Turning Back The Pages

100 years ago — 1918

LIME ROCK — School has closed on account of five cases of scarlet fever in town.

 

SALISBURY — Master Raymond Knickerbocker is ill with pleuro pneumonia.

 

TACONIC — Miss Sadie Gordon is pleasantly situated as companion to a lady in Dorchester, Mass.

 

LIME ROCK — A. Humes is to move from Chapinville to Mrs. Owen’s farm.

 

LAKEVILLE — Mr. E.O. Wagner is at present picking a good sized crop of fine red raspberries at his place. Since Sept. 1 he has gathered fully 25 quarts and is still picking.

 

SALISBURY — Mr. and Mrs. Guy Drumm, Mr. and Mrs. John Decker and nephew, Mr. and Mrs. Horace Kelsey and son Reginald are among the victims of the Spanish Influenza.

 

50 years ago — 1968

The Salisbury Board of Selectmen has voted not to call a Special Town Meeting as requested by Charles D. Ashman in a petition dated Sept. 23 to rescind the Zoning and Planning Commission. The board’s action is based on the written opinion of the town’s attorney, Thomas R. Wagner, that “it (the petition) is neither legal nor proper, since it is physically impossible to rescind a commission.”

 

Charles Francis, 83, of Sharon died last evening at Sharon Hospital after a long illness. He was a resident of White Hollow Road and had a long and distinguished career in both the English and American Theater.

 

Steve Blass wound up the season with the Pittsburgh Pirates this year with .750 won-lost average to top the National League.

 

25 years ago — 1993

The new $10 million Cornwall home of tennis star Ivan Lendl is nearing completion.

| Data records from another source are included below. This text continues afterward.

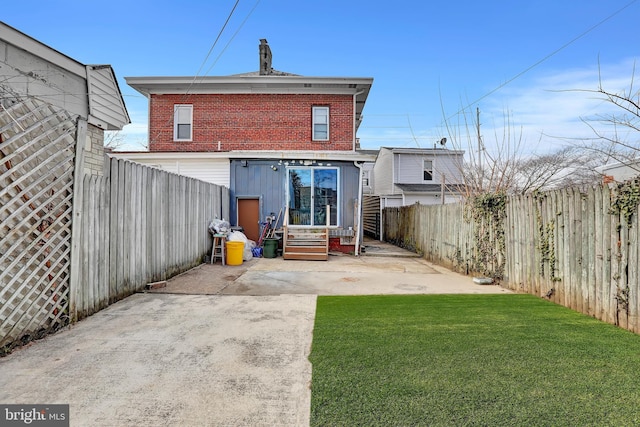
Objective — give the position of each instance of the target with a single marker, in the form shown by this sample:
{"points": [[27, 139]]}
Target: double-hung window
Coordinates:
{"points": [[320, 123], [428, 170], [182, 122]]}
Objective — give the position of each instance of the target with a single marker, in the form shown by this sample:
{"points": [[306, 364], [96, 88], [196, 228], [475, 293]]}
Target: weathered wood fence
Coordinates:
{"points": [[566, 245], [70, 243], [139, 225]]}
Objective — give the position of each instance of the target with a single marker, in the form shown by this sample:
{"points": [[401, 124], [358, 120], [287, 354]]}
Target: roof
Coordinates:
{"points": [[436, 151], [426, 188], [350, 156], [103, 105], [254, 83]]}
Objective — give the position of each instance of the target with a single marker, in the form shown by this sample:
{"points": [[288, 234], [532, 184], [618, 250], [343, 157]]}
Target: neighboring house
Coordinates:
{"points": [[620, 171], [32, 69], [405, 176], [281, 142]]}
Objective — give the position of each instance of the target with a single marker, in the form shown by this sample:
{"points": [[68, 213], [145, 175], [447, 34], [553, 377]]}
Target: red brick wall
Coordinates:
{"points": [[251, 122]]}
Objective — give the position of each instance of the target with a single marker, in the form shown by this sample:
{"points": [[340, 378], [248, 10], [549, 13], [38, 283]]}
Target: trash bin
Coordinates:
{"points": [[270, 248], [234, 253]]}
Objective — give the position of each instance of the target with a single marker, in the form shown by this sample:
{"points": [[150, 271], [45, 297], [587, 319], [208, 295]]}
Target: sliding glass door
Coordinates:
{"points": [[310, 191]]}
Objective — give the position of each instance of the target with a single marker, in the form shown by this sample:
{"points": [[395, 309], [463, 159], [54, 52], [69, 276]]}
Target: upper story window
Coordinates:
{"points": [[320, 124], [183, 123], [427, 174], [366, 177]]}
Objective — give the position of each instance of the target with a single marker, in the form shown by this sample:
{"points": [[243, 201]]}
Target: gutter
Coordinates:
{"points": [[359, 228], [355, 108]]}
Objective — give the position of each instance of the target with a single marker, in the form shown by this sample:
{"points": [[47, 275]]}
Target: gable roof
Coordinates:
{"points": [[255, 83], [103, 105]]}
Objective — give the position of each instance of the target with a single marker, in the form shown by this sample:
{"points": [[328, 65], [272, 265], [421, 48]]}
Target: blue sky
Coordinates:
{"points": [[525, 63]]}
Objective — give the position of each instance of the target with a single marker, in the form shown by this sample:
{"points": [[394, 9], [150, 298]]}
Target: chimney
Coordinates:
{"points": [[265, 58]]}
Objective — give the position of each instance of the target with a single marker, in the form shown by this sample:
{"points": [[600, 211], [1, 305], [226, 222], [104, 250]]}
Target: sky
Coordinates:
{"points": [[529, 68]]}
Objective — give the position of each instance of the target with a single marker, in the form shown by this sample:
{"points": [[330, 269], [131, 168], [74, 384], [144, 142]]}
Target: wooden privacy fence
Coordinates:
{"points": [[140, 225], [579, 249], [37, 152], [70, 243]]}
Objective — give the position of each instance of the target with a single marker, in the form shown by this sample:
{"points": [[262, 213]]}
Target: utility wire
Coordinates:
{"points": [[520, 74], [213, 45], [232, 37]]}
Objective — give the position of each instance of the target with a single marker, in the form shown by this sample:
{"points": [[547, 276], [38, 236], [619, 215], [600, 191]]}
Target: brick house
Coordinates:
{"points": [[280, 141]]}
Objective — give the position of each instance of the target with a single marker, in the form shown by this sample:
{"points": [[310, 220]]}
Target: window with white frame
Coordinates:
{"points": [[428, 170], [320, 124], [366, 177], [183, 122]]}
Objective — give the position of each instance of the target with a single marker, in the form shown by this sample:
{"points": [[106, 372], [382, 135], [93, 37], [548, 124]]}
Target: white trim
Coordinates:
{"points": [[324, 156], [324, 120], [177, 109]]}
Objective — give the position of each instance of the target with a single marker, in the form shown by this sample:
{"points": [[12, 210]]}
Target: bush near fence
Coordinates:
{"points": [[579, 249]]}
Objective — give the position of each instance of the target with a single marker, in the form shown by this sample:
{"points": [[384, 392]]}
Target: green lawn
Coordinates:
{"points": [[463, 360]]}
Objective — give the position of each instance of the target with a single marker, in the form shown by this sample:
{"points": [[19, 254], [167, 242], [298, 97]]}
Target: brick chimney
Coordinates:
{"points": [[265, 58]]}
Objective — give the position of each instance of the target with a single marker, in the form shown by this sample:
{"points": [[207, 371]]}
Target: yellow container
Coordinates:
{"points": [[234, 253]]}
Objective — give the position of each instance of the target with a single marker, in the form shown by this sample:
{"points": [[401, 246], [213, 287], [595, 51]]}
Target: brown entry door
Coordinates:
{"points": [[249, 217]]}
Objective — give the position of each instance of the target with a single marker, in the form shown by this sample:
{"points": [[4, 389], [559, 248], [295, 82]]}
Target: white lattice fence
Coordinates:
{"points": [[37, 146]]}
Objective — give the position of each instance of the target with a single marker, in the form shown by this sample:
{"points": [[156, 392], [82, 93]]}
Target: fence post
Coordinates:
{"points": [[76, 221]]}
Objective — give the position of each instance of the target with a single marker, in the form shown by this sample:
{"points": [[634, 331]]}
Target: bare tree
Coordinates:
{"points": [[617, 133]]}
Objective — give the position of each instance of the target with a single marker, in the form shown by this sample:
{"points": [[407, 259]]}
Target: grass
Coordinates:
{"points": [[469, 360]]}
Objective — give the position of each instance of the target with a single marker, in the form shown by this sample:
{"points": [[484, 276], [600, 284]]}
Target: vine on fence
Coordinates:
{"points": [[625, 204], [625, 200], [546, 237], [488, 212]]}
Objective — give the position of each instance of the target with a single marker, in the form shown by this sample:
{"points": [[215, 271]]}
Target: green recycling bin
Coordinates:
{"points": [[270, 248]]}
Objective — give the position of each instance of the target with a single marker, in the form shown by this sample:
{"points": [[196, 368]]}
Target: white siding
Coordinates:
{"points": [[105, 103], [46, 80], [367, 170], [409, 168], [383, 172], [450, 166], [621, 172], [215, 171], [390, 202]]}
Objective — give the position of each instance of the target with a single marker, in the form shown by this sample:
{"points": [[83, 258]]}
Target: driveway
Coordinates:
{"points": [[218, 345]]}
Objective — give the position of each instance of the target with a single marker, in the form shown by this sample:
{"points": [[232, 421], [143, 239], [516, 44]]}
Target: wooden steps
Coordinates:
{"points": [[311, 244]]}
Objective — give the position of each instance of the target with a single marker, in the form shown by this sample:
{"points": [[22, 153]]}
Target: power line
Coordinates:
{"points": [[520, 74]]}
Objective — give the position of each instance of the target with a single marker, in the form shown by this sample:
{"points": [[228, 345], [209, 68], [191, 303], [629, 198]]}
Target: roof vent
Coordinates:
{"points": [[265, 58]]}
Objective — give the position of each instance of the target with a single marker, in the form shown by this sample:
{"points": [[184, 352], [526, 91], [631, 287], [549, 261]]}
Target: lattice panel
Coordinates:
{"points": [[37, 146]]}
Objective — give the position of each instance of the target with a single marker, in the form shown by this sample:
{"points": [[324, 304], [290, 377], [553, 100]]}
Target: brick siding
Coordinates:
{"points": [[251, 122]]}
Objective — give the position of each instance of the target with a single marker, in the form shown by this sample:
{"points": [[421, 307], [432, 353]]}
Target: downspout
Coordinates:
{"points": [[355, 95], [359, 228]]}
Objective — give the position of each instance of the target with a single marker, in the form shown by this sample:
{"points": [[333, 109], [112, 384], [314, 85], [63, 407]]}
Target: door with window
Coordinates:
{"points": [[310, 191], [249, 217]]}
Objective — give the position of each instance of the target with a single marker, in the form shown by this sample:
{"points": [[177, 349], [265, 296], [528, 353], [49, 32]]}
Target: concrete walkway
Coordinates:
{"points": [[218, 346]]}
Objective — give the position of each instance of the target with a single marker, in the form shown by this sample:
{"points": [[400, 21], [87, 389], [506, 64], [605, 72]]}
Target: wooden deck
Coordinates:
{"points": [[310, 244]]}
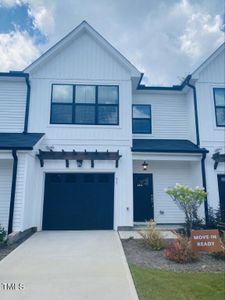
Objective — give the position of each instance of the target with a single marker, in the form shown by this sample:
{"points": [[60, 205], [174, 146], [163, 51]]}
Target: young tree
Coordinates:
{"points": [[188, 200]]}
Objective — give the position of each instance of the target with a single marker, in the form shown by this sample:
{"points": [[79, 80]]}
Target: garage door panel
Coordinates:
{"points": [[78, 201]]}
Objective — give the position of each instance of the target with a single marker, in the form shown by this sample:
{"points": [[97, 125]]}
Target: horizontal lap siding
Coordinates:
{"points": [[167, 174], [5, 191], [12, 105], [169, 115]]}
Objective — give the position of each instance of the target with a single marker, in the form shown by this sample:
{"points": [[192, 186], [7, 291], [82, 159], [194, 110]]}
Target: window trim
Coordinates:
{"points": [[96, 105], [217, 106], [147, 119]]}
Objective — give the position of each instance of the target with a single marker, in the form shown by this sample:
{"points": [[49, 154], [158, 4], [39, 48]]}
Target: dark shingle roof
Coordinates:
{"points": [[159, 145], [19, 141]]}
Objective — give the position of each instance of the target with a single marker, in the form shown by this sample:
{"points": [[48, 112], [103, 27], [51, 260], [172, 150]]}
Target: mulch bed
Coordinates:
{"points": [[138, 253], [6, 249]]}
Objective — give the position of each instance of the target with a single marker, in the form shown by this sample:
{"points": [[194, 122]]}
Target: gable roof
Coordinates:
{"points": [[166, 145], [84, 27], [206, 62], [19, 141]]}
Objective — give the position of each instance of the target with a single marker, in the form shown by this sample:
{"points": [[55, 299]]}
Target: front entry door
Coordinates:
{"points": [[221, 184], [143, 197]]}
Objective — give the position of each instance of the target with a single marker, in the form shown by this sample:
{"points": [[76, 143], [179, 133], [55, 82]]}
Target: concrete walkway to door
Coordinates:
{"points": [[68, 265]]}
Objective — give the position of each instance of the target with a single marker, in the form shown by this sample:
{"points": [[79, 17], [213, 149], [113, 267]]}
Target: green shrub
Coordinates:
{"points": [[152, 237], [2, 234], [214, 217], [220, 254], [189, 201], [180, 251]]}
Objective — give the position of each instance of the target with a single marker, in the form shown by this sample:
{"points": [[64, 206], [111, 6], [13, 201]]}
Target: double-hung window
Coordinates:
{"points": [[142, 119], [85, 104], [219, 101]]}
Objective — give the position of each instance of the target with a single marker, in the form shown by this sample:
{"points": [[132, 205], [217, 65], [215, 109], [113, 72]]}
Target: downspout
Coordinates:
{"points": [[205, 187], [27, 104], [198, 144], [196, 110], [13, 191]]}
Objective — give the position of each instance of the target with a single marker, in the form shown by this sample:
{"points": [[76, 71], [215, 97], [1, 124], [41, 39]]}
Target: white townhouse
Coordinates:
{"points": [[85, 145], [209, 81]]}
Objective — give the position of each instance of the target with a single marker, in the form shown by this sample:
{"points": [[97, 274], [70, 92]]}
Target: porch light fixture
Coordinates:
{"points": [[79, 163], [145, 166]]}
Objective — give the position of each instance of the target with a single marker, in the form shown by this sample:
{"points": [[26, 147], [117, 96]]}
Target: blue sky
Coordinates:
{"points": [[17, 18], [165, 39]]}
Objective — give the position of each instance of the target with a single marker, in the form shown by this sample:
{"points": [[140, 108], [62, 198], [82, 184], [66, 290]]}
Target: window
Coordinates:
{"points": [[85, 104], [142, 119], [219, 100]]}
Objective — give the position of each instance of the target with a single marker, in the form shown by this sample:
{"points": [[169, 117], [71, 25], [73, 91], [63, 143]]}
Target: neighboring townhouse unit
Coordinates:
{"points": [[209, 81], [84, 145]]}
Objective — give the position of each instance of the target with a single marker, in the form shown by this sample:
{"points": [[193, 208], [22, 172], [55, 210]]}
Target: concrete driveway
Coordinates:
{"points": [[68, 265]]}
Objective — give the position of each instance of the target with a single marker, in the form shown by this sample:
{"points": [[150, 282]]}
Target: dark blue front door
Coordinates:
{"points": [[143, 197], [81, 201], [221, 184]]}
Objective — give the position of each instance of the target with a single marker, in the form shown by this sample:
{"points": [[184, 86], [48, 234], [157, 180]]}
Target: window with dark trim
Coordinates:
{"points": [[141, 121], [85, 104], [219, 101]]}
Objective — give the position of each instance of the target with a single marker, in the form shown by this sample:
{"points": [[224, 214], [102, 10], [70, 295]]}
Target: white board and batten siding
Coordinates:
{"points": [[12, 104], [83, 61], [5, 190]]}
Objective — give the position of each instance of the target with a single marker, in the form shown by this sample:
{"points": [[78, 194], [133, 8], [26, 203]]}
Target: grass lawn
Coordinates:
{"points": [[154, 284]]}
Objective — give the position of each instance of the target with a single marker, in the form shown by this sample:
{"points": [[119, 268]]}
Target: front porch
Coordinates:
{"points": [[163, 170]]}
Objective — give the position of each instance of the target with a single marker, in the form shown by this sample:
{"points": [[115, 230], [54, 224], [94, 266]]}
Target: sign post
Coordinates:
{"points": [[206, 240]]}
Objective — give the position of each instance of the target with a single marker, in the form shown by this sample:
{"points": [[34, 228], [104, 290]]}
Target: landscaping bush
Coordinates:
{"points": [[214, 218], [220, 254], [2, 234], [152, 237], [180, 251], [189, 201]]}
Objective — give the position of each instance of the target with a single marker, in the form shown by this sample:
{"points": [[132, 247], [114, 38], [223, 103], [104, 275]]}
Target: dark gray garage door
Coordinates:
{"points": [[78, 201]]}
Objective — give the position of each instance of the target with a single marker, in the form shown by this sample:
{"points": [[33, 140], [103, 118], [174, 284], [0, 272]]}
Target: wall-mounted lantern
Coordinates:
{"points": [[79, 163], [145, 166]]}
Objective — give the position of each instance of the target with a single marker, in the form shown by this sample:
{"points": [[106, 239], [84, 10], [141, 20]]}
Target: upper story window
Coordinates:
{"points": [[85, 104], [142, 119], [219, 100]]}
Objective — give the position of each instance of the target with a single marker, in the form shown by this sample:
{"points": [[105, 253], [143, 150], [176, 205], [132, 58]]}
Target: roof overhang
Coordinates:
{"points": [[166, 146], [75, 33], [19, 141]]}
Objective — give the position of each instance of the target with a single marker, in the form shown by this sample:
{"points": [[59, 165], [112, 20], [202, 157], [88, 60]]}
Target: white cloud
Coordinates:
{"points": [[42, 16], [17, 50], [10, 3], [165, 39]]}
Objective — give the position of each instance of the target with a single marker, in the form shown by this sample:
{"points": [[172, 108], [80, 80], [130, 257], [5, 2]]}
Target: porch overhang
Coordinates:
{"points": [[166, 146], [19, 141], [78, 156]]}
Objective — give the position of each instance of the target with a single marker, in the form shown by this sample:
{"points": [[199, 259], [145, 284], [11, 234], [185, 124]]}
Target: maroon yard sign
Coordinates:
{"points": [[206, 240]]}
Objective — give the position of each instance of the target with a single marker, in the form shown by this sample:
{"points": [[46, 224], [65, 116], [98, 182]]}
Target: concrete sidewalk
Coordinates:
{"points": [[68, 265]]}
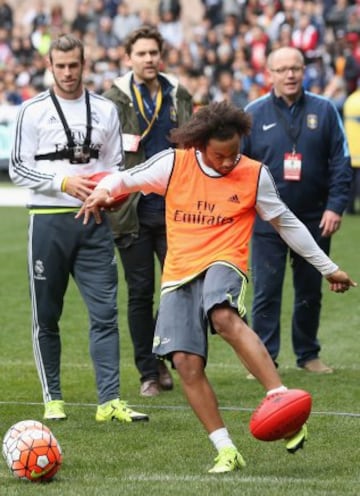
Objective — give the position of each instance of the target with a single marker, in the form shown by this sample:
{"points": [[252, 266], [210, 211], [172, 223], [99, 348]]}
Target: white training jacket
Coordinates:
{"points": [[39, 131]]}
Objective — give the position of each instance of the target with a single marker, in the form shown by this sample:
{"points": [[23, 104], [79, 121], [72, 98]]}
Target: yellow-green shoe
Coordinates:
{"points": [[54, 410], [228, 459], [118, 410], [297, 441]]}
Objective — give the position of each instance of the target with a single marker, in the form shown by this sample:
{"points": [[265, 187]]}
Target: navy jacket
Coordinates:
{"points": [[314, 125]]}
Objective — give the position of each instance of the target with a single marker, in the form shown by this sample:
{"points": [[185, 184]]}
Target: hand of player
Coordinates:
{"points": [[330, 223], [78, 186], [99, 198], [340, 282]]}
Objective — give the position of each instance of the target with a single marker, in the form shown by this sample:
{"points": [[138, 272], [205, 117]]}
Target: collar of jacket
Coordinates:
{"points": [[280, 102], [123, 83]]}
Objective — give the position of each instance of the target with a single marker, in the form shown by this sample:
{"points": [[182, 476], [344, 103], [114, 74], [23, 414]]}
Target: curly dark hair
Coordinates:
{"points": [[66, 43], [146, 31], [219, 120]]}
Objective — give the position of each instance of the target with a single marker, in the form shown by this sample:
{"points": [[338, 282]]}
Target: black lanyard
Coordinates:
{"points": [[291, 131], [70, 139]]}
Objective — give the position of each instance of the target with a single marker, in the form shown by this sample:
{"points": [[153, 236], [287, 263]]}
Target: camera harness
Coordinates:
{"points": [[74, 153]]}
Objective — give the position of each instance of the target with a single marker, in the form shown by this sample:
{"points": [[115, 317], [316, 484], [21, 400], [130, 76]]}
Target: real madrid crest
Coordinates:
{"points": [[312, 121]]}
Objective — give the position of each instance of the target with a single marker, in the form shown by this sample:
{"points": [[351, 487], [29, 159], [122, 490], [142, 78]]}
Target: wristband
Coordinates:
{"points": [[63, 184]]}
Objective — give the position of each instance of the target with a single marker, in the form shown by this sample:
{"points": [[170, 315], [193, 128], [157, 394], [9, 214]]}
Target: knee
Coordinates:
{"points": [[189, 367], [223, 319]]}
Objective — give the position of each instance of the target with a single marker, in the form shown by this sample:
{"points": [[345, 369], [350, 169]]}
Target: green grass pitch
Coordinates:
{"points": [[170, 454]]}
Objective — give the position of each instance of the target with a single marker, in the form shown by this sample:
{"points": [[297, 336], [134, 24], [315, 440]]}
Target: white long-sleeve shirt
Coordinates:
{"points": [[39, 131], [153, 176]]}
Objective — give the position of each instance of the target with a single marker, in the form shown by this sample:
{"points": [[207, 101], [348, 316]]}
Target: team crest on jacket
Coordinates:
{"points": [[312, 121]]}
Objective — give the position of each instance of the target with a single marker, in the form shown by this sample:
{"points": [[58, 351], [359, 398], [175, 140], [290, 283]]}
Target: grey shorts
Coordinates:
{"points": [[183, 318]]}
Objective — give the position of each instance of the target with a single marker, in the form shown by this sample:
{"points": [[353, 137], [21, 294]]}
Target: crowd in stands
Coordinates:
{"points": [[220, 57]]}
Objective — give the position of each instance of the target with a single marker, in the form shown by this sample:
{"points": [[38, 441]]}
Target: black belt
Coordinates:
{"points": [[64, 155]]}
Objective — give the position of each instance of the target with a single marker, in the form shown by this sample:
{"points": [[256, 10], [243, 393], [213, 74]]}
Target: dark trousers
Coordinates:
{"points": [[60, 246], [139, 261], [269, 256]]}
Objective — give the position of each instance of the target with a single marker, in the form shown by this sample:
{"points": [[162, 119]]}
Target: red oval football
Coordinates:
{"points": [[119, 199], [280, 415]]}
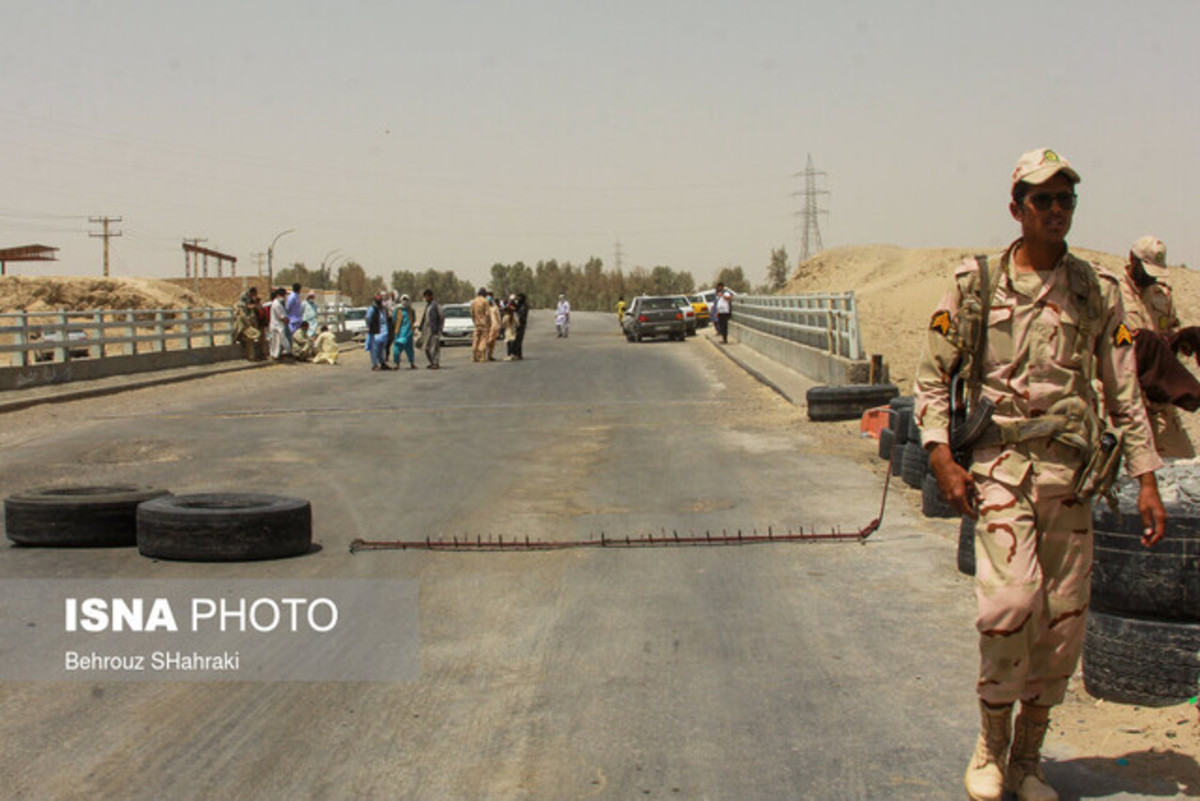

The palatial home, complete with tennis courts (what else?), a gym and two pools, is on 600 acres of land.

 

In a reversal, the Connecticut State Police’s highest ranking officer issued a statement this week stating that the Barbara Gibbons murder is considered an “unsolved murder.” As reported in The Lakeville Journal’s Sept. 23 issue, a police public information official considered the 20-year-old case “closed and solved” with the arrest and trial conviction of her son, Peter Reilly. Colonel Joseph A. Perry Jr., commanding officer of the state police, issued a statement Wednesday morning that the murder case is considered an “unsolved homicide” and added that “the Barbara Gibbons case remains open and detectives will continue to actively pursue any investigative leads that may become available.”

 

Items oritinally appeared in past Lakeville Journal issues.